Diffing Indices for Fun and Profit
Another common use case is migrating data from one cluster to another: there are several ways to do this including snapshots and utilities like logstash. With large datasets, this can take quite some time, so how can we gain visibility into the process?
The cat API offers simple endpoints for index metrics through _cat/indices
which includes information such as index disk usage and document count per index.
Given a scenario in which we're streaming documents from one index to another on a different cluster, we can perform some command-line gymnastics to watch a diff between index document counts. Consider the following command:
$ join <(curl -s localhost:9200/_cat/indices | awk '$3 ~ /foo-index/ { print $3 " " $6; }') <(curl -s otherhost:9200/_cat/indices | awk '$3 ~ /foo-index/ { print $3 " " $6; }') | awk '{ print $1 " " $2 - $3; }' foo-index -231700
This command makes use of bash process substitution in order to create temporary file descriptors from the output of commands between the <()
parenthesis. We use awk
to find the index of interest, foo-index
, and print the index name and document count for the local index and the remote one we're streaming to. Using the join
command on the host field merges them into one line, and we pipe the results through another awk
in order to calculate a difference between the two indices.
The results of the example command indicate that there's a disparity in document count that should converge as the stream nears completion and finishes replicating the data.

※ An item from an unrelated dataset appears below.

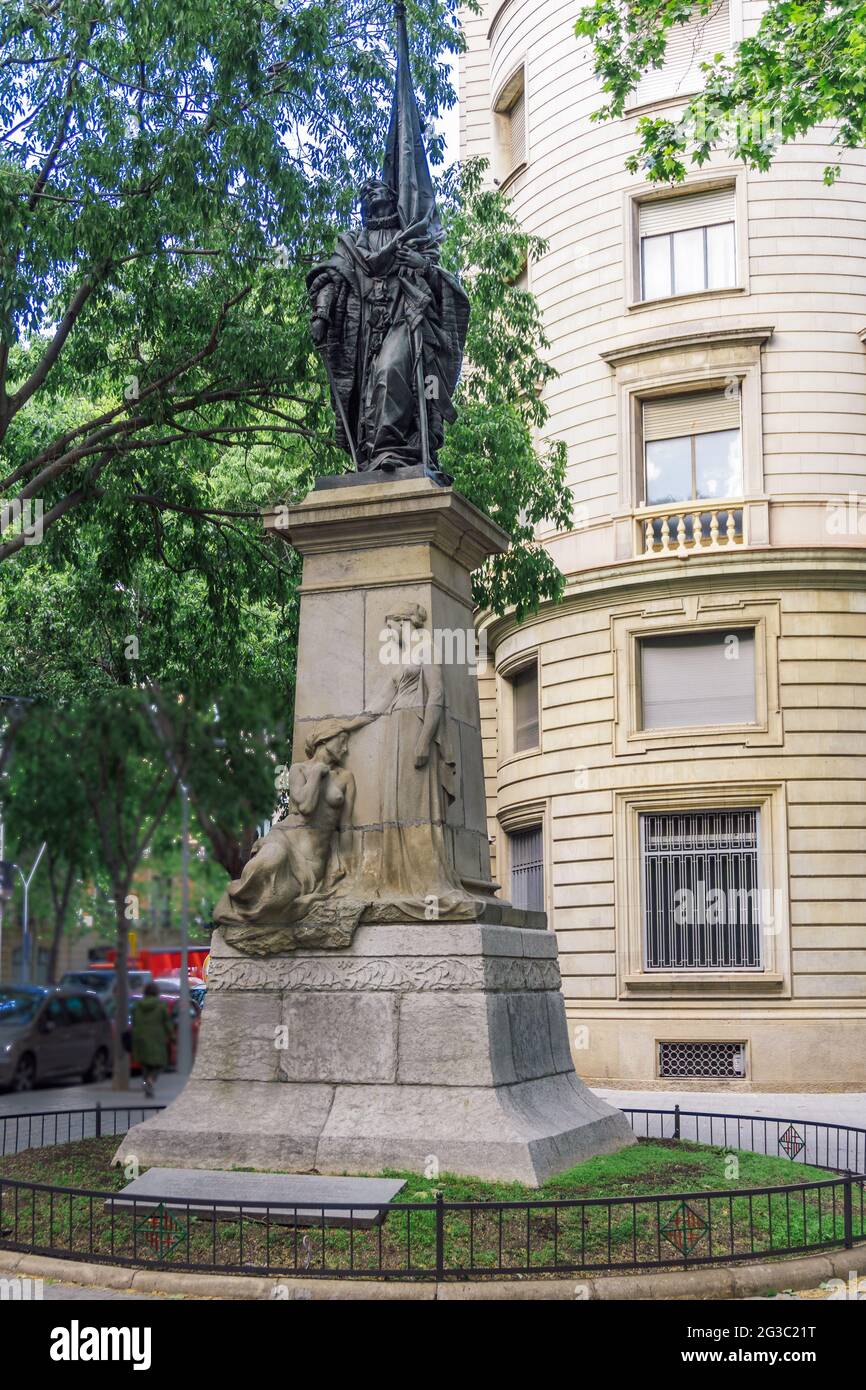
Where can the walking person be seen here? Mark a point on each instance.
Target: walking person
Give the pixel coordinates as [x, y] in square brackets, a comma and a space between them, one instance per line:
[152, 1033]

By placing this command into either a watch
command or bash for
loop, we can quickly whip up a small utility to watch the progress of our index import.
Going Further
These are just a few examples of how everyday command line utilities can be paired with the cat API to make lives easier for administering Elasticsearch. There are plenty of other potential applications to consider - for example:
- Use the
_cat/recovery
API to watch the recovery progress of a cluster in a shell loop - Consume metrics like thread pools or node statistics in tools like ganglia or nagios for simple alerting on Elasticsearch health
- Use
_cat/shards
when in a pinch to find exactly which shard is causing your cluster to go into a red or yellow state
Good luck, and may the cat be with you!